Fig. 5. Improved prime editing in the mouse CNS.

Comparison of prime editing from v1em and v3em PEmax AAVs in the CNS via direct injection in neonatal mice or systemic injection in adult mice. a, Percent GFP⁺ nuclei of capsid-matched, promoter-matched and terminator-matched EGFP:KASH used for enrichment. Dots represent individual mice, and error bars represent mean ± s.e.m. of n = 3 mice; each condition includes both male and female mice. b, Either v1em or v3em PE3-AAV9 encoding the +1 C-to-G edit at Dnmt1 was delivered via P0 ICV injection at a dose of 1 × 10¹¹ vg. Cortex was harvested after 3 weeks, and nuclei were isolated. GFP⁺ subpopulations were sorted by FACS. gDNA from bulk or GFP⁺ nuclei was extracted and analyzed by HTS. Dots represent individual mice, and error bars represent mean ± s.e.m. of n = 3 mice; each condition includes both male and female mice. c, Adult 6–8-week-old mice were RO injected with a total dose of 1 × 10¹² vg AAV PHP.eB with either v1em or v3em PE3-AAV encoding the +2 G-to-C edit at Dnmt1. Cortex was harvested after 3 weeks, and nuclei were isolated.
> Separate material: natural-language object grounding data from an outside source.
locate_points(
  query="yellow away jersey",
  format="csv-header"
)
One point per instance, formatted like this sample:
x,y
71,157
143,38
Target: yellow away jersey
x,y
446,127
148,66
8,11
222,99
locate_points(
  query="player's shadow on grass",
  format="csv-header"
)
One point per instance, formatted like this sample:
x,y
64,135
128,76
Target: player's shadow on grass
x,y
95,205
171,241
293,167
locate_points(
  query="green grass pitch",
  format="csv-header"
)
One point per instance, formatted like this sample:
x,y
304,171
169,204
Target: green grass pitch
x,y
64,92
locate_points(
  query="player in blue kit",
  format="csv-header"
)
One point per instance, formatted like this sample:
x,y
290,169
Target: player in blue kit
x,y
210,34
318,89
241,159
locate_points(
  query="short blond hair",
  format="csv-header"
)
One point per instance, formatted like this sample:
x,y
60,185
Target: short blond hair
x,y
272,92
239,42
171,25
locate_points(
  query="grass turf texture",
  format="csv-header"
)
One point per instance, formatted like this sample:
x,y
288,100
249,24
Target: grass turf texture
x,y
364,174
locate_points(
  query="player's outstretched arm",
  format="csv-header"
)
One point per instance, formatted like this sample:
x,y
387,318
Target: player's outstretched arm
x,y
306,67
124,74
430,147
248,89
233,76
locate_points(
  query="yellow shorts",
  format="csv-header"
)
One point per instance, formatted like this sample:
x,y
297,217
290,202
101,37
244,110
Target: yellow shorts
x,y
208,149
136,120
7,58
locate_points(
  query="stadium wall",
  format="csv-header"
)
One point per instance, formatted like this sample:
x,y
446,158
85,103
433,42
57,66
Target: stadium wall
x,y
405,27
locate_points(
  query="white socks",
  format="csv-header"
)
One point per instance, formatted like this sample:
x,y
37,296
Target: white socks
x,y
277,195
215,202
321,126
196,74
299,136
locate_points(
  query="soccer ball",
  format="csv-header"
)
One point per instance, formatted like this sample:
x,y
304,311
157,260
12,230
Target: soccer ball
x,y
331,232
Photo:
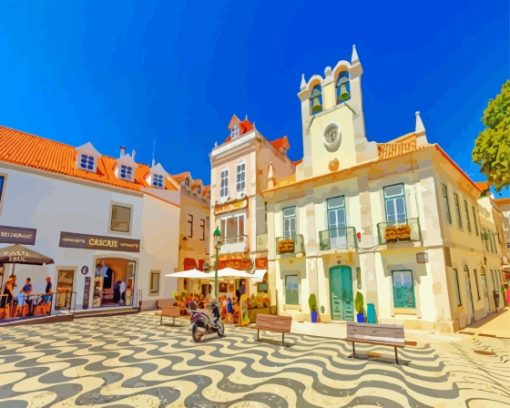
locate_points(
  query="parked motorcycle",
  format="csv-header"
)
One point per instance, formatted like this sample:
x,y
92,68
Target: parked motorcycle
x,y
202,324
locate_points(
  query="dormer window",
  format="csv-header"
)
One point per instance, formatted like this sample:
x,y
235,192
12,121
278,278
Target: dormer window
x,y
234,133
126,172
87,162
157,180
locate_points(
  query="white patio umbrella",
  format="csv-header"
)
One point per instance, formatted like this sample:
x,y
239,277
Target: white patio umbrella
x,y
191,274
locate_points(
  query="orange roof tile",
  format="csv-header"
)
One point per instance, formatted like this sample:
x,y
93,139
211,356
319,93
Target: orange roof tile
x,y
281,143
28,150
482,185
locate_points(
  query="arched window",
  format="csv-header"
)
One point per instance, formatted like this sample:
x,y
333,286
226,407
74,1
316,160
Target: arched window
x,y
316,99
343,91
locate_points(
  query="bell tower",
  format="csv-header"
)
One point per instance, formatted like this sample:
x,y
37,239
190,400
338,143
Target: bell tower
x,y
333,122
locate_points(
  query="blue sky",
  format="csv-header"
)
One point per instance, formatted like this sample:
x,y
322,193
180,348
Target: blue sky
x,y
131,72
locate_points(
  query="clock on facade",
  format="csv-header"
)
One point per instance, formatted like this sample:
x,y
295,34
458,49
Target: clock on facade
x,y
332,137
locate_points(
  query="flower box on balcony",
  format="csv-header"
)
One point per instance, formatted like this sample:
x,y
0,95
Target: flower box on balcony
x,y
390,233
404,232
286,246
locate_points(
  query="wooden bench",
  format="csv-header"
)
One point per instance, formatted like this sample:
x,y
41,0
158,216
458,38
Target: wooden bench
x,y
378,334
273,323
170,311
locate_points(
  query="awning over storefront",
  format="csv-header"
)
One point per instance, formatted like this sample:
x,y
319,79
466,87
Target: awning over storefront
x,y
191,274
18,254
258,275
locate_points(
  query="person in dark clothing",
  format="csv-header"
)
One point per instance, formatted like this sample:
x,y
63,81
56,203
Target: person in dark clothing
x,y
116,292
8,292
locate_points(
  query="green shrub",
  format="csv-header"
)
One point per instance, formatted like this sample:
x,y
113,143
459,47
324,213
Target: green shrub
x,y
359,303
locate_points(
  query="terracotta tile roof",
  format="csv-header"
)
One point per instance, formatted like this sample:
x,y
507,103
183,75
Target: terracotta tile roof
x,y
281,143
244,126
28,150
181,176
502,201
482,185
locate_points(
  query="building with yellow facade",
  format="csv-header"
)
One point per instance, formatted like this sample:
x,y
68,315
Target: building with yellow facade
x,y
399,222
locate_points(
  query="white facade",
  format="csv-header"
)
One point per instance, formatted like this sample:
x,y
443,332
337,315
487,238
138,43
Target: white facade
x,y
52,203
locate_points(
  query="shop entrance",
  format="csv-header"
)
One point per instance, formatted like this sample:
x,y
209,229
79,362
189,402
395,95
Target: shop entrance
x,y
340,289
65,282
114,282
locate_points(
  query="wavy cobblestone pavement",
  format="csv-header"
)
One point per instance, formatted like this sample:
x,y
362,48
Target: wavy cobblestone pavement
x,y
132,361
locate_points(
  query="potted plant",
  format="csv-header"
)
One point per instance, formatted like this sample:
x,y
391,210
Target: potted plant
x,y
312,302
360,307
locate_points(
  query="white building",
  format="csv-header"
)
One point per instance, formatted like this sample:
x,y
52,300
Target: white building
x,y
99,218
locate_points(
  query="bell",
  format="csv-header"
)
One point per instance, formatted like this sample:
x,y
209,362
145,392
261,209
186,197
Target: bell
x,y
344,93
316,105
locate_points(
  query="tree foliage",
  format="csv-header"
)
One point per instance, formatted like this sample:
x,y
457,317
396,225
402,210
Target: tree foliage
x,y
492,146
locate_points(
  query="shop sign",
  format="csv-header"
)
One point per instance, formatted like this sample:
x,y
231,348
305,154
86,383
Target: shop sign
x,y
84,241
86,293
14,235
244,263
232,206
261,263
286,246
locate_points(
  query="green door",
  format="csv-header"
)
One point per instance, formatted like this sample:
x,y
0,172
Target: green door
x,y
340,289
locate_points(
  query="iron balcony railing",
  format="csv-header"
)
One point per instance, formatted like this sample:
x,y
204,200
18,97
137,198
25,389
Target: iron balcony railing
x,y
290,245
402,231
338,238
261,242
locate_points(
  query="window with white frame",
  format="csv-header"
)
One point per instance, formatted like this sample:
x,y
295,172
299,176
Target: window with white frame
x,y
457,287
232,228
234,133
289,222
126,172
224,184
157,180
87,162
121,218
241,177
457,209
395,204
468,221
403,289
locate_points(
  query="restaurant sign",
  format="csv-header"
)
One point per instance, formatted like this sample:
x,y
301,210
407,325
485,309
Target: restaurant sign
x,y
14,235
84,241
286,246
241,263
261,263
231,206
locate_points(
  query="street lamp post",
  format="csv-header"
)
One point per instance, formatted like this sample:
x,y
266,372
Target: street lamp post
x,y
217,244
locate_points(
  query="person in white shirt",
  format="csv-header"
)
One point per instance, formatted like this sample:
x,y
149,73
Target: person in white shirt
x,y
122,290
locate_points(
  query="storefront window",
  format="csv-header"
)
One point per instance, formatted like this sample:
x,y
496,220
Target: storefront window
x,y
154,288
291,290
403,289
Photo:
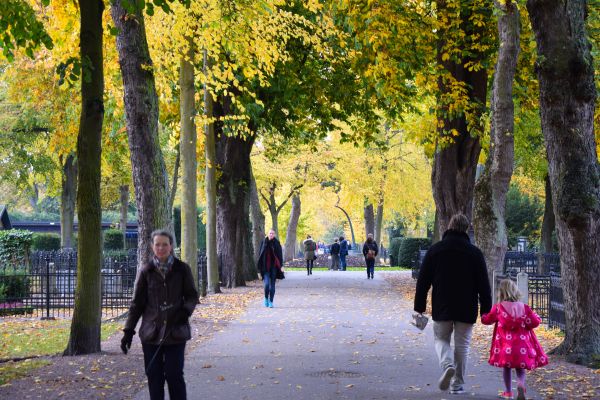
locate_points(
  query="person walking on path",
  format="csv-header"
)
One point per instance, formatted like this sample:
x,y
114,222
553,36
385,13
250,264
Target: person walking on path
x,y
514,344
165,297
370,250
343,253
310,247
457,272
270,265
335,255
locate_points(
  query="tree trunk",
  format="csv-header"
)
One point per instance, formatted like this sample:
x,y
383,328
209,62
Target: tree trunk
x,y
187,147
233,159
124,210
68,197
85,326
289,251
491,188
257,217
350,224
369,219
455,163
210,189
379,221
150,178
567,104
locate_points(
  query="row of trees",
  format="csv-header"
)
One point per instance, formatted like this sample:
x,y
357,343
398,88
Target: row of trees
x,y
290,74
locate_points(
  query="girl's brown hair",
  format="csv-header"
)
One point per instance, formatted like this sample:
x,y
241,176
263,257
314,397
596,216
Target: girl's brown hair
x,y
508,291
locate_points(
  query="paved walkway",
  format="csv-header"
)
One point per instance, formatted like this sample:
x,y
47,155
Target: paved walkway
x,y
331,335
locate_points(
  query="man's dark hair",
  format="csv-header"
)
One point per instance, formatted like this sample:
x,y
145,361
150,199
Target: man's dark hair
x,y
459,222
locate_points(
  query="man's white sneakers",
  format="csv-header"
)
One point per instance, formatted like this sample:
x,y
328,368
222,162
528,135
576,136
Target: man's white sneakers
x,y
444,382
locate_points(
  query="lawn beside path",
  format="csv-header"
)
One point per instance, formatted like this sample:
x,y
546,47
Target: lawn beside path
x,y
108,375
331,335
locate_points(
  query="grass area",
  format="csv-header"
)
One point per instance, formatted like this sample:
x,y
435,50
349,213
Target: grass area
x,y
26,338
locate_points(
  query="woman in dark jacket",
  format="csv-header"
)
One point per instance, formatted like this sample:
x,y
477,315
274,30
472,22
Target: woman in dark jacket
x,y
165,297
370,250
270,265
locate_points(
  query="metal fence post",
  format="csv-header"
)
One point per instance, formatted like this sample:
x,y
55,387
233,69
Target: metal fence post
x,y
523,285
47,259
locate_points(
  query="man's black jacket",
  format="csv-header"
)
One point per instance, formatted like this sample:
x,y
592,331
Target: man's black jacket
x,y
456,270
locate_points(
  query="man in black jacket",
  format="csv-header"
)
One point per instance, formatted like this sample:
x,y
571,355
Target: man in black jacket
x,y
456,269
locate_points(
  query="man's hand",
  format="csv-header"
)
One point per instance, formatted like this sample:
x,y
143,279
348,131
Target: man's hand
x,y
126,340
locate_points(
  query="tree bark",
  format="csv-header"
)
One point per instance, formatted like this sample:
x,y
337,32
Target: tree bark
x,y
233,160
210,189
567,103
124,210
291,237
369,219
85,326
187,147
455,163
150,178
68,198
257,218
491,188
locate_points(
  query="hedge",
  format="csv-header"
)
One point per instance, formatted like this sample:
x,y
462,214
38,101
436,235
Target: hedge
x,y
393,250
14,247
113,239
409,248
45,241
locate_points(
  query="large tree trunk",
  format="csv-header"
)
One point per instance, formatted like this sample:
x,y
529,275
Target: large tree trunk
x,y
257,218
210,190
289,250
379,221
85,325
124,210
233,160
187,146
455,163
369,219
68,197
567,103
491,188
150,178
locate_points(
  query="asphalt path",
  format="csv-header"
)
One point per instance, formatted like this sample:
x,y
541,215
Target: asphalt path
x,y
331,335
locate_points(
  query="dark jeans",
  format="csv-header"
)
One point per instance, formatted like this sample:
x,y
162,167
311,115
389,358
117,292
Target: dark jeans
x,y
269,284
167,365
370,267
343,262
309,264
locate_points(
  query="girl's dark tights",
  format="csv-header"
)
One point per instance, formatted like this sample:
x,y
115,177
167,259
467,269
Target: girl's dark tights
x,y
507,378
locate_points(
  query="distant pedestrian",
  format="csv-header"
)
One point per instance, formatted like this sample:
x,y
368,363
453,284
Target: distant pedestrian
x,y
165,298
310,247
514,344
370,250
343,252
456,270
335,255
270,265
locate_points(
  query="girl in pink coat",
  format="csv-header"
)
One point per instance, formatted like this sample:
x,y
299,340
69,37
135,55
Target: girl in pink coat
x,y
514,344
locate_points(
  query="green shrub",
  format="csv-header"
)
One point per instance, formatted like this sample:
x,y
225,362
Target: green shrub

GFP⁺ subpopulations were sorted by FACS. gDNA from bulk or GFP⁺ nuclei was extracted and analyzed by HTS. Dots represent individual mice, and error bars represent mean ± s.e.m. of n = 4–5 mice; each condition includes both male and female mice. d, Installation of APOE3 R136S (APOE Christchurch) in humanized APOE3 mice. 1 × 10¹¹ vg v3em PE3-AAV9 was administered by ICV injection to mice on P1 or P3. gDNA or total RNA was isolated from neocortex and hippocampus (matched hemispheres). RNA was converted to cDNA, and both gDNA and cDNA were analyzed by HTS. Dots represent individual mice, and error bars represent mean ± s.e.m. of n = 3–4 mice; each condition includes both male and female mice.